Osobiście w Aniołku nie byłem, więc nie będę się wypowiadać, zresztą widać było jaki jest poziom restauracji w ostatnim odcinku KR, ale uważam, że inne restauracje również nie mają się czym pochwalić:
1. Piwnica Paryska - spalona pizza i tłumaczenia kelnera, że ser jest tylko przyrumieniony, a przy tym stary kot skaczący po stołach,
2. Opałkowa Chata - klimat fajny, obsługa miła, ale za to potrawy tłuste i tak okraszone, że pół dnia się człowiekowi odbija, bar sałatkowy tragedia,
3. Jazzva - potrawy nie najgorsze, nawet smaczne, czasami ryba surowa, niedokładnie usmażona, ale obsługa tragiczna, wiecznie ospała pani kelnerka,
4. Oleńka - potrawy również smaczne, restauracja mogłaby pretendować do najlepszej w mieście, jednak ciągłe braki, jak nie wina to piwa (słynne 2 butelki) oraz nieaktualizowana karta dań dyskwalifikują tą restaurację z najlepszych.
Reasumując każdej bolesławieckiej restauracji daleko jeszcze do zwyczajowego europejskiego poziomu, zarówno kulinarnego jaki samej obsługi.
Nasi Restauratorzy muszą się jeszcze wiele nauczyć!
Za to w Kurnej Chacie nam zawsze smakowało i nigdy się niczym nie odbija.
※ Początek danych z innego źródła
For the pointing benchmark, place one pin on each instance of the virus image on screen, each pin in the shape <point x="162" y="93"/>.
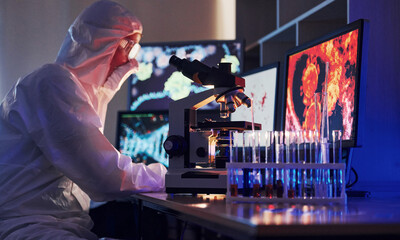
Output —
<point x="157" y="83"/>
<point x="306" y="74"/>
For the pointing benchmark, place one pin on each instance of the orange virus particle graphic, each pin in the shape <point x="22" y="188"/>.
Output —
<point x="306" y="76"/>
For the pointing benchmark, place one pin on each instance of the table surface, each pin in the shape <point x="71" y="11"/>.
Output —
<point x="378" y="215"/>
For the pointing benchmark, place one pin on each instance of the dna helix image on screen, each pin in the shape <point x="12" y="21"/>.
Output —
<point x="141" y="136"/>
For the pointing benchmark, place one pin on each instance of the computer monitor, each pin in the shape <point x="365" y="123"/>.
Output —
<point x="345" y="52"/>
<point x="261" y="87"/>
<point x="158" y="83"/>
<point x="141" y="135"/>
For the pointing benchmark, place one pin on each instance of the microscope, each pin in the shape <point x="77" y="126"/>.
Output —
<point x="198" y="151"/>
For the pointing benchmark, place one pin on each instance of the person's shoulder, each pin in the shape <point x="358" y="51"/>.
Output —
<point x="53" y="71"/>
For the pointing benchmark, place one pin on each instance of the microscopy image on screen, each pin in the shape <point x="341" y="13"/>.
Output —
<point x="141" y="136"/>
<point x="158" y="83"/>
<point x="306" y="75"/>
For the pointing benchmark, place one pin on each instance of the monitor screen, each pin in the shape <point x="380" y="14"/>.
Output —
<point x="261" y="86"/>
<point x="331" y="64"/>
<point x="141" y="135"/>
<point x="157" y="83"/>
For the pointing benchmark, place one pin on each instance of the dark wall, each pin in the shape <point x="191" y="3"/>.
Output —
<point x="378" y="160"/>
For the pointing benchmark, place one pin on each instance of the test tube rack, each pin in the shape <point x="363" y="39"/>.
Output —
<point x="304" y="183"/>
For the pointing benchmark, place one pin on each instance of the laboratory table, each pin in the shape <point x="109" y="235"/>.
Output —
<point x="377" y="217"/>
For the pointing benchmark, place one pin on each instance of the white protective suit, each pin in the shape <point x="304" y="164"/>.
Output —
<point x="53" y="154"/>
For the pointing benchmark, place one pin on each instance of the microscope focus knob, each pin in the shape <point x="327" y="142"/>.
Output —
<point x="175" y="145"/>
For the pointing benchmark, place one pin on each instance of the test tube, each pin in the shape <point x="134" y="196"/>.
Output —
<point x="279" y="150"/>
<point x="290" y="140"/>
<point x="249" y="155"/>
<point x="257" y="183"/>
<point x="309" y="176"/>
<point x="234" y="138"/>
<point x="269" y="158"/>
<point x="337" y="158"/>
<point x="301" y="173"/>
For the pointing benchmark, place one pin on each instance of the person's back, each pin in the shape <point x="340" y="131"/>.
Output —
<point x="53" y="154"/>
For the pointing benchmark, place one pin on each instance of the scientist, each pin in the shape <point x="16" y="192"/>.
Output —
<point x="54" y="157"/>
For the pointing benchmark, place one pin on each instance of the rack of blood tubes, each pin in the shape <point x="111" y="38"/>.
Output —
<point x="283" y="166"/>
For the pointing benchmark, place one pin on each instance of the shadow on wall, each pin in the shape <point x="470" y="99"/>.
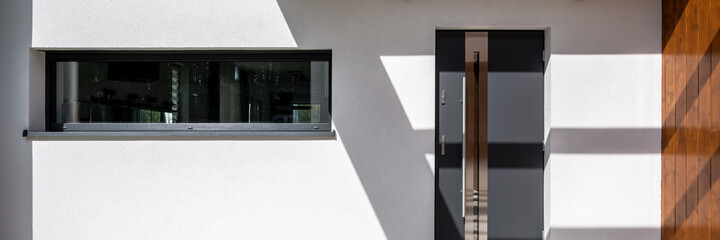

Fakt że ceny ostatnio lekko się uniosły, ale mamy kryzys podobno. Co do aniołków... szkoda zachodu proszę pani, jesli właścicielka sama sobie nie chce pomóc, to żadna taka akcja jej nie pomoże. Ma Pani szczere i dobre chęci, ale tam potrzebny kucharz z zawodu i to dobry, bo inaczej ja tam nigdy nie zaglądnę, nie zaryzykuję swego zdrowia i żołądka dla czyichś eksperymentów kulinarnych.